Plane: Cessna 150
Route: 40I, Local
Weather: Clear, 71 degrees, wind 350 degrees at 7 knots
I've got to be brief here but I just wanted to check in with the world about my last flight. As some of my friends who read this blog know, Gina has been in the hospital since Monday. It's nothing life-threatening but could be serious if not monitored closely. She's been admitted for four days now and won't be able to come home until at least this coming Monday. And then once she's home a nurse will have to come by twice a day for at least another week. No fun for her and I'm certainly hoping she gets better soon. Needless to say I felt guilty about even wanting to fly, but she told me I needed to get up and do something for myself after a mentally draining week.
While I've been getting up on a semi-frequent basis over the past two months, it's been more sightseeing and XC flying than true practice. Sensing a need to get back to the basics I wanted to get up and go through a whole slew of maneuvers in the PTS. My friend Mike, who I've flown for a $100 burger and other practice with, tagged along in the right seat for a free evaluation from his own Student Pilot perspective. He took some photos and I'll add them to this post later if he happens to email me any good shots.
I was pretty exhausted earlier in the day (haven't slept much all week, as you might expect) but I took a short nap and had an energy drink. I really am quite a stickler for the IMSAFE acronym when it comes to my flying and am extra cautious when it comes to the Fatigue factor, so I was constantly gauging my energy level all afternoon. I made one final evaluation at the airport before deciding it would be a good idea to go up.
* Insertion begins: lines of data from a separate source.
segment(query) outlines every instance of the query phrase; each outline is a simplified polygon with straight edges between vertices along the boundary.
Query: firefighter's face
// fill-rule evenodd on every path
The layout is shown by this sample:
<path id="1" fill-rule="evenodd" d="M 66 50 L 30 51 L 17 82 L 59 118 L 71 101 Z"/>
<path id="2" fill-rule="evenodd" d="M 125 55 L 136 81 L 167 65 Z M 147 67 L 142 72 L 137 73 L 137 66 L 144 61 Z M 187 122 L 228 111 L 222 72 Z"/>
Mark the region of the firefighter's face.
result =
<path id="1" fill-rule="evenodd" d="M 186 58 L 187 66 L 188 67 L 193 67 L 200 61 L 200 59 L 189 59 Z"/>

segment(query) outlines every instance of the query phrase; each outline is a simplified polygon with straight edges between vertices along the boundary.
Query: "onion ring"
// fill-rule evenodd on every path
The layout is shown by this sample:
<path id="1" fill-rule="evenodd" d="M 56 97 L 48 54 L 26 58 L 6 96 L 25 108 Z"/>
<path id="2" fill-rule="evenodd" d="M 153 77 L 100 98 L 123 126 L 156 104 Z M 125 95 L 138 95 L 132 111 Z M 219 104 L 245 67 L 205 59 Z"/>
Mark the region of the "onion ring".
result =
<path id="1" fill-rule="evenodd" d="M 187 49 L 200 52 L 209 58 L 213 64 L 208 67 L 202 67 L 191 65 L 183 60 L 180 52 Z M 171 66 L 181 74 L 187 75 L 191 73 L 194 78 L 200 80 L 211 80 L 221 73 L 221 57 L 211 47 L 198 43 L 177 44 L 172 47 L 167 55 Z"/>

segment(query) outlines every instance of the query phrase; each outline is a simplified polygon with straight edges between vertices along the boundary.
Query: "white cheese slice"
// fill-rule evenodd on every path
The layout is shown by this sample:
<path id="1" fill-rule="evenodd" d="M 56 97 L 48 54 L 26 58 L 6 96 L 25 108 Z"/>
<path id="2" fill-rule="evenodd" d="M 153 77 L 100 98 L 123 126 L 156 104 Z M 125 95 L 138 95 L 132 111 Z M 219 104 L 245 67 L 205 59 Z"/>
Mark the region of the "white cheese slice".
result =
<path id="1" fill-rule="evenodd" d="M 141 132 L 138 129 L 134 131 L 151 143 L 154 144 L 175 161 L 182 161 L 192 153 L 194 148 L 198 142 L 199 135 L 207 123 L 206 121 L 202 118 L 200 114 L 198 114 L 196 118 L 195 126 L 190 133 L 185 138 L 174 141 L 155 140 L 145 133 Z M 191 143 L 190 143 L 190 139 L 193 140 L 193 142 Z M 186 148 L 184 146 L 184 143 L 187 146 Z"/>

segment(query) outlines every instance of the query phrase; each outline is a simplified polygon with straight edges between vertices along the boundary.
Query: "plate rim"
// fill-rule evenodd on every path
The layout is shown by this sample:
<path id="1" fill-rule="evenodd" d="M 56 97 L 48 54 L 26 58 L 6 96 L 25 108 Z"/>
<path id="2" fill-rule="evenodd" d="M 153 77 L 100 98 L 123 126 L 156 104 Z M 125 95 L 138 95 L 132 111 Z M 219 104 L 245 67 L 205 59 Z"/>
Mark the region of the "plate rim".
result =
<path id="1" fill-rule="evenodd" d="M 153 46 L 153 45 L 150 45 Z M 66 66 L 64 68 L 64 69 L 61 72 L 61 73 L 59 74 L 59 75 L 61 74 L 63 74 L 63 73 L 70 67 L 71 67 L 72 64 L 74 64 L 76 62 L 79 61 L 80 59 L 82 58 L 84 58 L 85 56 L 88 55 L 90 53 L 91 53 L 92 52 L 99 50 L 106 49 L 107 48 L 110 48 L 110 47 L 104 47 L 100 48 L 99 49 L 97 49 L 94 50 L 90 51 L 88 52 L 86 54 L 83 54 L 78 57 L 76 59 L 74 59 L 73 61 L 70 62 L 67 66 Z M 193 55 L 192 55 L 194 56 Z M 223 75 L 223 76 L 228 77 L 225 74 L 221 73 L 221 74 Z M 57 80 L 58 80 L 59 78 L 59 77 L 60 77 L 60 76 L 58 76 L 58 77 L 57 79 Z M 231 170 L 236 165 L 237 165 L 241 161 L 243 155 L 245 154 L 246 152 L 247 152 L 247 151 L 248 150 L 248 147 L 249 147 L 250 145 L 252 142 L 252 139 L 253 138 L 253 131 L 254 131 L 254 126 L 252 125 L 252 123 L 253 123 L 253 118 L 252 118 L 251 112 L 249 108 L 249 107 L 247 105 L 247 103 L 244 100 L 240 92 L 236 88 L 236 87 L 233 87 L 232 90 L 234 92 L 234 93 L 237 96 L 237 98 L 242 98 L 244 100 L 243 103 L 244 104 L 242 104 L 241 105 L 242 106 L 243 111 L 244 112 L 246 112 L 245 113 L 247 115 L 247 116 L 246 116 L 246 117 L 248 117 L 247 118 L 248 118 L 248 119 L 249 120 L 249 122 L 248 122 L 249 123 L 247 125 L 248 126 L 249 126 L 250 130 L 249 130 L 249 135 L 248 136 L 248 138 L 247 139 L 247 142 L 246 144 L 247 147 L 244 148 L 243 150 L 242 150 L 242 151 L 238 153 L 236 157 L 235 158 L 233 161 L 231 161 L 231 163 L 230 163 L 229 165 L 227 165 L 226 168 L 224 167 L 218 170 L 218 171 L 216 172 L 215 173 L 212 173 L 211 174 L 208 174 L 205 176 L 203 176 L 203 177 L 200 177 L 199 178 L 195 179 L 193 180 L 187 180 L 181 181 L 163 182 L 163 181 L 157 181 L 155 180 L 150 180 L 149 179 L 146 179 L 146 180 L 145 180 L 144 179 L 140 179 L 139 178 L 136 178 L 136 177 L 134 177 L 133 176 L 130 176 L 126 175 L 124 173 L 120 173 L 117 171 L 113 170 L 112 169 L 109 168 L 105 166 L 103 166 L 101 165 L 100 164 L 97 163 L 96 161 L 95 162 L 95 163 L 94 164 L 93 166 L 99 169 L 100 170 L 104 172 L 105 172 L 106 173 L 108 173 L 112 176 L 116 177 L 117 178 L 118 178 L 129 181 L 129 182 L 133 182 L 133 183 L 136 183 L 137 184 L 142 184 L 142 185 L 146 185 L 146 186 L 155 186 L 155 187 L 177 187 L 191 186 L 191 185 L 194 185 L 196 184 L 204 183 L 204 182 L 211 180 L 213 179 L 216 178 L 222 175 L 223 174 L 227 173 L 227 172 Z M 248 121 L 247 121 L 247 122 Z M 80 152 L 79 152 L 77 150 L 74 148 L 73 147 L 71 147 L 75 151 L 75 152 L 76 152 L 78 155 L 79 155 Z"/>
The fact that Mike was along probably added a slight comfort factor as well - while he's still a student, I know he could land if something ever happened to me. My game plan was to make two laps around the pattern to confirm I was alert enough. Once I did that and felt safely engaged, I headed off for some more in-depth practice.
We departed the pattern to the North and I did some S-Turns... it's been a while and although they definitely didn't look as good as when I was practicing them constantly last summer I think they were acceptable. I held altitude pretty much spot on until the last set when all of a sudden I found myself 150 feet higher. Then I climbed up and practiced slow flight before going into a series of power-off and power-on stalls. I haven't done stalls for close to three months so I knew there would be some rust to knock off. None were perfect but Mike noticed I improved as we went on and I never let a wing drop off too drastically when doing the power-on variety. The 150 loves to drop a wing in a heartbeat and I'm still a bit apprehensive about practicing them with the engine roaring, ever since I got a real scare the first time I did them solo in that bird. Good thing we go through spin training at Stewart!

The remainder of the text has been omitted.